Thanks, Alex. I will take your advise and emphasis on my people skills.
The truth is that I am probably too social to be an engineer, at least judging form the work experience I had so far. Maybe I need to convince the committee that my ability to influence people and to make friends will eventually translate into effectiveness in Business.
The biggest challenge I had so far at work is not how well I deliver results but the fact that I do not fit in the traditional engineer hat. I can strike a conversation with just about anyone. Perception is that if you are an "I" and "A" type engineer, you are not as technical or do not work as hard as the other ones who usually are quiet. It is also one of the top reasons why I wanted to go to B-school - to leap to a role where both my abilities and my skills are appreciated and exemplified.
It really comes down to ONE thing:
Can you convince the adcoms that you are as good (or even better) with people as you are with numbers?
It's clear that you're a near math genius.

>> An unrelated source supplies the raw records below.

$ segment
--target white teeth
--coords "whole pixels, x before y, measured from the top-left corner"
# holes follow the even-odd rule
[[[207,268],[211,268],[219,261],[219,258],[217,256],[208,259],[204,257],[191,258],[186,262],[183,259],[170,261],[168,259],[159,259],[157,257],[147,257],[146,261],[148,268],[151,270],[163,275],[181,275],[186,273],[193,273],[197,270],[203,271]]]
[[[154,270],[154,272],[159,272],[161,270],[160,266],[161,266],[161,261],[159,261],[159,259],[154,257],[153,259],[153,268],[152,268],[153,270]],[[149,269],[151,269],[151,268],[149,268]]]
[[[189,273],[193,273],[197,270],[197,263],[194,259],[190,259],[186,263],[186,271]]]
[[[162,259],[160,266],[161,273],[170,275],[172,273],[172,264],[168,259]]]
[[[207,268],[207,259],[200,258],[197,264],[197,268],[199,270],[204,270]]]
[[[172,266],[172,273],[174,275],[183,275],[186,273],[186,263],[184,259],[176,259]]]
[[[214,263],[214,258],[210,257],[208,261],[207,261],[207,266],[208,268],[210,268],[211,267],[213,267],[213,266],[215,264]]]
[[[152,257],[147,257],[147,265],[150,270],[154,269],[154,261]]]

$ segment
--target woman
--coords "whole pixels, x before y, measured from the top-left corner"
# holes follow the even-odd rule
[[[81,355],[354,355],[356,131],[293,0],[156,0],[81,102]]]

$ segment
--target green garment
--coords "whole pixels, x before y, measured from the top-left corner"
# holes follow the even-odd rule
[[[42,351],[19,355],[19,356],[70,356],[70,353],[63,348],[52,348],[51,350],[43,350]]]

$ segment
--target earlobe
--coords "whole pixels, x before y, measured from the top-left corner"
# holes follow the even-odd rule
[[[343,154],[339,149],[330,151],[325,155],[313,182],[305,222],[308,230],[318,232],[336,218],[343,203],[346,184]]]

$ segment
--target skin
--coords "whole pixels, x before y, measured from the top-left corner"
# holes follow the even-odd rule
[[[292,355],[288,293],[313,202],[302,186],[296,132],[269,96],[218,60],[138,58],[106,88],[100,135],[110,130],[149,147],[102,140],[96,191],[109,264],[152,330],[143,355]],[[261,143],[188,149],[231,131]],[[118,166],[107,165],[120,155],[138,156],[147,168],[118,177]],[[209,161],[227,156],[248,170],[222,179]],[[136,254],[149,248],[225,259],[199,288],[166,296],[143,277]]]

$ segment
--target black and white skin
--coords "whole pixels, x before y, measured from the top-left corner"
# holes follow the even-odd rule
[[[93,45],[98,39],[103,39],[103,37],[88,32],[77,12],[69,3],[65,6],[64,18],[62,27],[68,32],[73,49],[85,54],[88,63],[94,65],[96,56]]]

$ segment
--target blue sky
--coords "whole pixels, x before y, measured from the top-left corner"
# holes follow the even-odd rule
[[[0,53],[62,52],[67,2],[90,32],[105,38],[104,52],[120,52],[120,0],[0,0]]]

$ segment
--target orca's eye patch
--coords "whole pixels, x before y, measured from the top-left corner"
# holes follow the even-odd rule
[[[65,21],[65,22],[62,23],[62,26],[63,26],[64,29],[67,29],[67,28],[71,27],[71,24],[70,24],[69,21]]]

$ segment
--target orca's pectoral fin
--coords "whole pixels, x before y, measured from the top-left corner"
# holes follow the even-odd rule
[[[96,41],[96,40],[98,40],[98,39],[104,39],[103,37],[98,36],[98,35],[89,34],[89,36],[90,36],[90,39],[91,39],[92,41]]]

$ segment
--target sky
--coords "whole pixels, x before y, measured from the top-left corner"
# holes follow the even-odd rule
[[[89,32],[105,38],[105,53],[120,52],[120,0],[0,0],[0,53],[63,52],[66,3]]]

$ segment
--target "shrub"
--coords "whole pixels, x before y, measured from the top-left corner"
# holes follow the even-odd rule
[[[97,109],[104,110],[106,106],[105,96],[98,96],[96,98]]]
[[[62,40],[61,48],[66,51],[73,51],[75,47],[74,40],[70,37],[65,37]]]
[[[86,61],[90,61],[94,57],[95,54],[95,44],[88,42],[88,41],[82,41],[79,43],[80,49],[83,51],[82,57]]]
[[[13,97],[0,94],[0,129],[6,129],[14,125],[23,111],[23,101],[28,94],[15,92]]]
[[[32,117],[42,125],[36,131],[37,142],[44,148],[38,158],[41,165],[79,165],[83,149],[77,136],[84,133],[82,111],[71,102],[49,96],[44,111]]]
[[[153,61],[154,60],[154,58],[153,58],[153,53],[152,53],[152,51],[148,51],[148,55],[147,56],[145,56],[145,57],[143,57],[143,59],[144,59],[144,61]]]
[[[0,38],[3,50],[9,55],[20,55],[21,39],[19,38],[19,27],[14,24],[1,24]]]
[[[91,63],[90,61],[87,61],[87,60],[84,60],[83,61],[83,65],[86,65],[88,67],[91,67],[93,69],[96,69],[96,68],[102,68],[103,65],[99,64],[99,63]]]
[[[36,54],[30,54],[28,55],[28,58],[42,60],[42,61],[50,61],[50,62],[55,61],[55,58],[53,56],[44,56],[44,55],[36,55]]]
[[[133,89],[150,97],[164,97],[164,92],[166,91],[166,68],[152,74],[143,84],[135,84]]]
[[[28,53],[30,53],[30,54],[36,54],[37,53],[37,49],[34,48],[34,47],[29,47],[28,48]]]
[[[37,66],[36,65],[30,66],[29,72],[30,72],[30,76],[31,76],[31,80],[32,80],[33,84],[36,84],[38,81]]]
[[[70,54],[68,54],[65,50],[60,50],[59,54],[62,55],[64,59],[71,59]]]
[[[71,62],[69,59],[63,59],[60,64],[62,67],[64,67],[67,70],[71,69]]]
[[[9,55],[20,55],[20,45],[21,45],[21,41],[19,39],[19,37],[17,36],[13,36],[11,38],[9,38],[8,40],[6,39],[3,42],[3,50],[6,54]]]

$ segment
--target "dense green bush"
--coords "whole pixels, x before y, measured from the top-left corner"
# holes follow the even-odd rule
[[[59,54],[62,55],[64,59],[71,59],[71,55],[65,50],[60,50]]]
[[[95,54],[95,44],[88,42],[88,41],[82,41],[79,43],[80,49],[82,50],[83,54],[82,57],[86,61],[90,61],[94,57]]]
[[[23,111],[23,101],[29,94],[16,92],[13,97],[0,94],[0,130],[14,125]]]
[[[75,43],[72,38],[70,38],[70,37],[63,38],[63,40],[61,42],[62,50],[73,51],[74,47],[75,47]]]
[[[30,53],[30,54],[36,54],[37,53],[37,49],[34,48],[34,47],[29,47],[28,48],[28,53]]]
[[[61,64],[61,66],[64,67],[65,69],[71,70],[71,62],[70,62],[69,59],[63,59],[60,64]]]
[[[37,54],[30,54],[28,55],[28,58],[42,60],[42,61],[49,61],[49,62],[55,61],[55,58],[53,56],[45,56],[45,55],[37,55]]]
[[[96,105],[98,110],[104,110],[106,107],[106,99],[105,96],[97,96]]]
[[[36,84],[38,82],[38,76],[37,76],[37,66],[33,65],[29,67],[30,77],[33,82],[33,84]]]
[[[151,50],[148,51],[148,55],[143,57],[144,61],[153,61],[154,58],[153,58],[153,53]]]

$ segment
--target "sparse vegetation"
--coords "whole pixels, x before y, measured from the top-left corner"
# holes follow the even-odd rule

But beyond a certain level of math skills, it's irrelevant whether you're "reasonably good" at math or "exceptional" at math. Because in business, quantitative skills are valuable only up to a certain threshhold (and that threshhold is significantly lower than what most engineering types have). Ultimately, if you're going to be managing a business large or small, it's about your effectiveness with people and your ability to communicate a compelling narrative about what the company is all about that people can rally around.
If you can show that you have that potential through the extracurriculars and work experience, then you certainly have a shot at all the schools you mentioned. If you don't, then you'll have a tough time getting into the top 16 schools.
And whether you are as good or better with people as you are with numbers is obviously subjective - it's not something that one can quantitatively measure, but is something that an adcom will make a judgment call on based on what you've written, what your rec letters write, and your interviews.